More recent studies have gone beyond Tag RNA sequencing and employed whole transcriptome RNA sequencing of host and malaria parasite (dual RNA sequencing). Integrated dual RNA-seq of peripheral blood from 46 Gambian children infected with P. falciparum identified human genes differentially expressed between severe and uncomplicated malaria cases [36], with severe malaria individuals having elevated expression of genes associated with coma, hyperlactatemia, thrombocytopenia, and high expression of neutrophil granule-related genes [36]. Increased gene expression of genes involved in cytoadhesion to vascular endothelium, rigidity of infected erythrocytes, and parasite growth rate, were seen in the P. falciparum transcriptome. Dual RNA-seq also allows analysis of co-expressed genes. For example, P. falciparum infection was shown to increase expression of granulopoiesis and interferon-γ-related genes, which in turn was correlated with decreased gene expression for signaling proteins released by host cells in response to infection [36]. Analysis of transcriptional profiles of P. falciparum isolated from patients suggests that in vivo parasites might exist in distinct physiological states corresponding to stress or starvation, which have not been observed in ex vivo cultures [16]. Similarly, a study by Caamano-Gutierrez et al. [37] identified significant metabolic differences between the in vivo and in vitro life cycles of P. falciparum, such as reduction in growth rates and lengthening of the life cycle.

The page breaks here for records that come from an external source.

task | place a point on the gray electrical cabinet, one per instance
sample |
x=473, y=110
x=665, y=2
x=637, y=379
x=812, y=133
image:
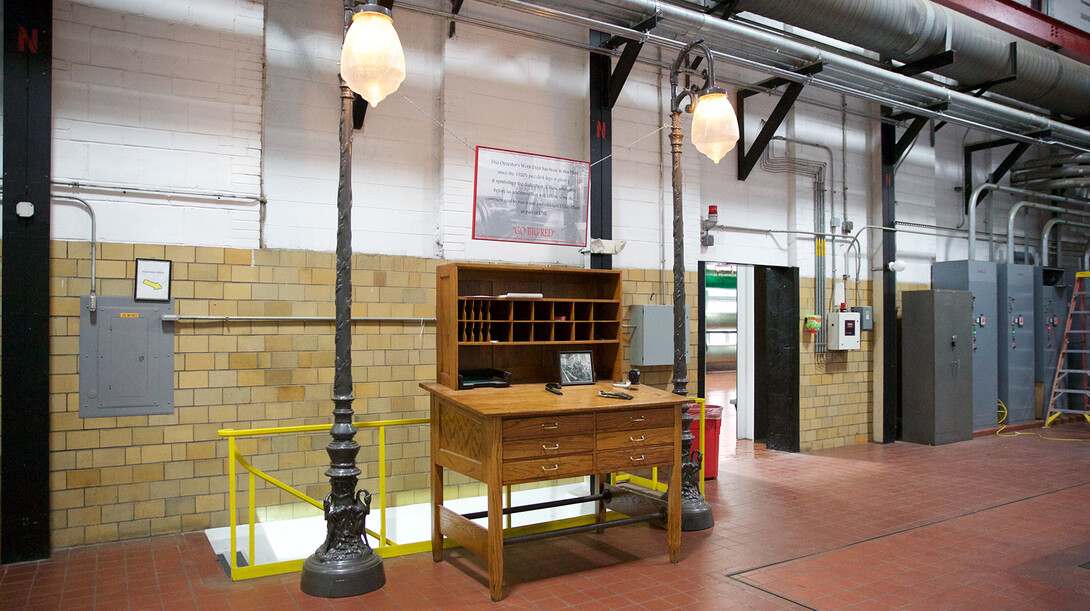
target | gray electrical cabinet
x=936, y=366
x=126, y=357
x=653, y=335
x=1016, y=341
x=1052, y=300
x=979, y=279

Several animal model systems have been used for investigating the differences between the gene expression of the host and Plasmodium parasite. For example, the non-human primate Macaca mullatta / monkey malaria parasite species P. cynomolgi model system is used because of the similarities in symptoms to the P. vivax-human host including anemia and thrombocytopenia, and mimics the inter-individual differences of disease severity exhibited in the latter [38]. A multi-omics (transcriptomics, untargeted metabolomics, and targeted lipidomics) of peripheral blood and bone marrow of four infected monkeys collected at consecutive time points over 100 days was able to distinguish between gene signatures of acute and relapsing infections, as well as gene signatures of uninfected monkeys, in an ‘unsupervised’ (i.e., without guidance) manner that was not possible on the separate data types. Furthermore, the transcriptional data were used to determine sub-networks to further illuminate host-parasite interactions [39].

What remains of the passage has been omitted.